Are You Using AI Agents Wrong?

AI agents can search, build, and execute entire workflows on their own. So most people set them up, step back, and let them run.

That’s a mistake.

Agentic AI, such as Claude Code, makes dozens of non-binary decisions you never see. Like, what content is relevant, what things are important, and what constitutes “good”. Every one of those invisible decisions is a place where a simple prompting technique could dramatically improve the output.

Let me show you what I mean.

The Problem with “Just Let It Run”

I’ve been tinkering with a LinkedIn content pipeline that I built in Claude Code. It searches the internet for articles relevant to my audience, then uses them as source material for LinkedIn posts. I fed it knowledge files such as audience persona documents, brand guidelines, a detailed copywriting handbook. Everything it would need to make good decisions.

The searching worked. The relevance didn’t.

Claude kept finding fear-mongering pieces with no practical value, biased tool roundups written by companies selling the tools they recommended, and articles with outdated advice dressed up as “ultimate guides for 2026.” One article recommended DALL-E 3 for image generation in 2026, when hundreds of better models exist. Another was a “best AI productivity tools” list from Zapier, which shockingly included Zapier.

The instructions were detailed. The output was wrong. So I almost did what most people do: writing even more instructions.

Then I remembered a technique I used heavily in the pre-ChatGPT era and still use inside ZimmWriter’s code to this day.

The Fix: Show, Don’t Describe

Instead of writing more rules, I showed Claude what good and bad looked like and told it why.

I set up a training session and had Claude fetch 100 articles in batches of 10. For each batch, I marked every article as relevant or not and explained my reasoning.

  • “This is a tool roundup from Zapier, so they’ll recommend their own product, making it biased. Discard it.”
  • “This is by IBM and relates to practical prompting advice with real implementation examples. Keep it.”
  • “This is from Psychology Today about AI eroding critical thinking, but it includes actionable steps to rebuild it. That’s the difference between this and the doom-and-gloom articles. Keep it.”
  • “This one’s from a personal blog. Not reputable enough. For prompting content, I only want sources like MIT, IBM, Anthropic, or peer-reviewed research. Discard it.”

And here’s where it got interesting.

Each batch Claude generated was better than the last because it was fed the feedback I’d given it up to that point. I could watch it learn in real time. By batch six or seven, it was surfacing articles I would have picked myself.

By the end, Claude generated a summary of all my feedback with the patterns it had extracted. It had things like:

  • Prompting guides only qualify from top-tier sources (MIT, IBM, Anthropic), not random bloggers writing “ultimate guides.”
  • Doom-and-gloom articles about AI must include a positive takeaway to qualify for inclusion.
  • Tool roundups from companies that sell tools are automatically rejected since they’re guaranteed to be biased.
  • Feature announcements about AI platforms should come from the platforms themselves, not third-party rehashes.
  • And negative articles about AI only get a pass if they come from top-echelon sources like HBR or MIT, otherwise they’re just noise.

I didn’t write any of those rules. Claude extracted them from my feedback.

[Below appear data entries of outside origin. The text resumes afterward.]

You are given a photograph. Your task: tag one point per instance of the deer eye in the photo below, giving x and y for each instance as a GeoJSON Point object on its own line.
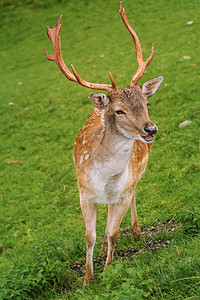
{"type": "Point", "coordinates": [120, 112]}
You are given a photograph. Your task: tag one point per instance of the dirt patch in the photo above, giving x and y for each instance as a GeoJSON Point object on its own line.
{"type": "Point", "coordinates": [151, 244]}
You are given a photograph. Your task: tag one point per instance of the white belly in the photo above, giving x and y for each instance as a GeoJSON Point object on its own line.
{"type": "Point", "coordinates": [108, 187]}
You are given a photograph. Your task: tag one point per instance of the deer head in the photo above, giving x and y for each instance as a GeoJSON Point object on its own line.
{"type": "Point", "coordinates": [125, 108]}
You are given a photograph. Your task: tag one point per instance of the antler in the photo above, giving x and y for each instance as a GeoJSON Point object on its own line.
{"type": "Point", "coordinates": [142, 65]}
{"type": "Point", "coordinates": [54, 36]}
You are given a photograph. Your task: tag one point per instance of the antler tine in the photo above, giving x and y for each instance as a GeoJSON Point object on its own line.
{"type": "Point", "coordinates": [141, 64]}
{"type": "Point", "coordinates": [95, 86]}
{"type": "Point", "coordinates": [54, 36]}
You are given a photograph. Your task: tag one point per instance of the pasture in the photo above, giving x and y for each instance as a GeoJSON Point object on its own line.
{"type": "Point", "coordinates": [42, 239]}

This is Few-Shot Prompting

What I just described has a name: few-shot prompting. You show the AI multiple inputs with their expected outputs and explain the reasoning.

It’s a technique that’s been around since before ChatGPT existed, and it’s fantastic when decisions are nuanced, when you’re not asking something binary like “Is this in English?” but something more like “Would my specific audience actually care about this?”

The iterative version, where each round of feedback improves the next round, is what researchers call active learning. There’s a paper from EMNLP 2024 called CoverICL that describes almost exactly this loop: use uncertainty to identify where the AI is weakest, get human feedback on those cases, then repeat.

I built the same thing by accident.

Why This Matters Beyond My Pipeline

When people moved from chatting with AI to building with it (agents, automated workflows, Claude Code projects), most of them left their prompting techniques behind. The tools felt more autonomous. It made sense to stop.

But it’s the wrong decision.

If you’re not using prompting techniques for non-binary decisions, then you’re treating agentic AI like a slot machine. Put in the instructions, get out the result, hope it’s good. But agents make dozens of judgment calls you never see, and every one of those is a place where a few examples with clear reasoning would produce dramatically better output than another paragraph of instructions.

Think about your own setup. Wherever you’ve written long, detailed instructions and the output still isn’t right, then that’s the signal. Stop describing what you want. Show the AI several examples of what good looks like instead. Tell it why they’re good. Then let it use that feedback.

The bar is sitting on the floor. Very few people are applying prompting techniques inside their AI agents and automated workflows. Which means doing even a little of this puts you ahead of almost everyone.

Try it this week. Pick one task. Show instead of tell.